From Waste to Wealth: Making Millivolts from Microbes!
(1) Charles J. Colgan High School, Manassas, Virginia, (2) Louise A. Benton Middle School, Manassas, Virginia
Biofuels can reduce our reliance on fossil energy sources while also protecting our environment. A Microbial Fuel Cell (MFC) is a system in which microorganisms produce electricity while performing their normal metabolism. The purpose of this project was to engineer a series of MFCs and manipulate circuit components to optimize voltage production. Each two-chamber MFC was created using creek mud, presumably rich in anaerobic exoelectrogenic bacteria, in the anode chamber and water in the cathode chamber.
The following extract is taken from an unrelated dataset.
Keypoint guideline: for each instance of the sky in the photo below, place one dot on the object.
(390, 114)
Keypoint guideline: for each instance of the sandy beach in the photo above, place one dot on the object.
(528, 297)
Four types of MFCs (three in each group) were constructed: 1) Mud in anode and water in cathode chambers; 2) Mud and sucrose in anode and water in cathode chambers; 3) Mud in anode and water and iron filings in cathode chambers; 4) Mud and sucrose in anode and water and iron filings in cathode chambers. Voltage output was recoded over twelve days. MFCs with iron filings (alone or with sucrose) consistently produced more voltage than the MFC with mud alone. Adding iron filings to the cathode chamber increased voltage output by 49%. While sugar alone in the anode chamber did not increase voltage output, the combination of sugar in the anode and iron filings in the cathode chambers did increase voltage output by 69% when compared to the MFC with mud alone. Our experiment demonstrated that MCFs can be optimized by manipulating bacterial substrate and using metal electron acceptors. We must invest in our planet’s future by supporting large scale research on MFCs that can produce clean electric energy and purify environmental waste.